Ada banyak teknik untuk mengisi daya earbud dan earphone Bluetooth, tergantung pada jenis yang Anda miliki, tujuannya agar baterai lebih awet.
Namun, setelah headset Anda terisi penuh, lampu indikator earbud biasanya menyala, merah dan hijau adalah warna yang paling umum digunakan.
Rata-rata, tingkat daya baterai yang rendah ditunjukkan oleh lampu berwarna merah, sedangkan pengisian penuh ditunjukkan oleh lampu hijau.
Tutorial langkah demi langkah untuk mengisi daya earphone atau earbud Bluetooth bisa Anda coba. Dirangkum dari berbagai sumber, berikut 3 cara ngecas headset bluetooth:
1. Kabel USB
Ini bisa menjadi metode pengisian yang paling sering untuk earphone. Jika earphone Anda tidak dilengkapi kabel pengisi daya, Anda dapat mengisi dayanya menggunakan kabel USB yang disertakan dengan ponsel Anda.
Ada beberapa jenis earbud di pasaran yang membutuhkan port USB berbeda, misalnya earphone memiliki koneksi micro USB.
Untuk mengisi daya earbud menggunakan kabel micro USB, sambungkan ke perangkat Anda, lalu ke komputer atau konverter USB. Jika sudah penuh, akan bertanda warna hijau
2. Casing Pengisi Daya
Saat ini, ada earphone yang bisa diisi daya melalui casing. Hal ini, dapat mengisi daya headset bluetooth hingga penuh lebih cepat.

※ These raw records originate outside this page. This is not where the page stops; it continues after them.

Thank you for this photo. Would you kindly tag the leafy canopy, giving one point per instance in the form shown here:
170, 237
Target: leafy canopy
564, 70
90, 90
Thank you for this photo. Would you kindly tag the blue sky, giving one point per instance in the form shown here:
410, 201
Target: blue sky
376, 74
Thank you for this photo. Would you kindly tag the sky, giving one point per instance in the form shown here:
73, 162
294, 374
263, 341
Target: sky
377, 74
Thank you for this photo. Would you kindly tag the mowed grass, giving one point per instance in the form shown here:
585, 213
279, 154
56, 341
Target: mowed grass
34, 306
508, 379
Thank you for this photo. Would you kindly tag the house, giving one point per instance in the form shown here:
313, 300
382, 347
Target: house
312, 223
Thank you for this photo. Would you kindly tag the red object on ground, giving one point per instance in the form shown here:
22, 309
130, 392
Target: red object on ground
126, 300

Teknik pengisian casing, dinilai memperpanjang masa pakai baterai earphone, memungkinkan Anda menggunakannya setidaknya selama 15 jam atau lebih.
Namun, bagaimana jika casingnya kehabisan baterai? Anda bisa mengisi dayanya dengan menggunakan kabel USB.
3. Nirkabel
Ngecas headset bluetooth dengan daya nirkabel adalah metode terbaru untuk mengisi daya earphone Bluetooth Anda.
Pengisian nirkabel menjadi lebih populer dari hari ke hari khsusunya bagi pengguna smarthone Apple seperti Apple AirPods, yang mencakup teknologi nirkabel.
Pengisian nirkabel memungkinkan pengguna untuk mengisi daya tanpa harus berurusan dengan kabel.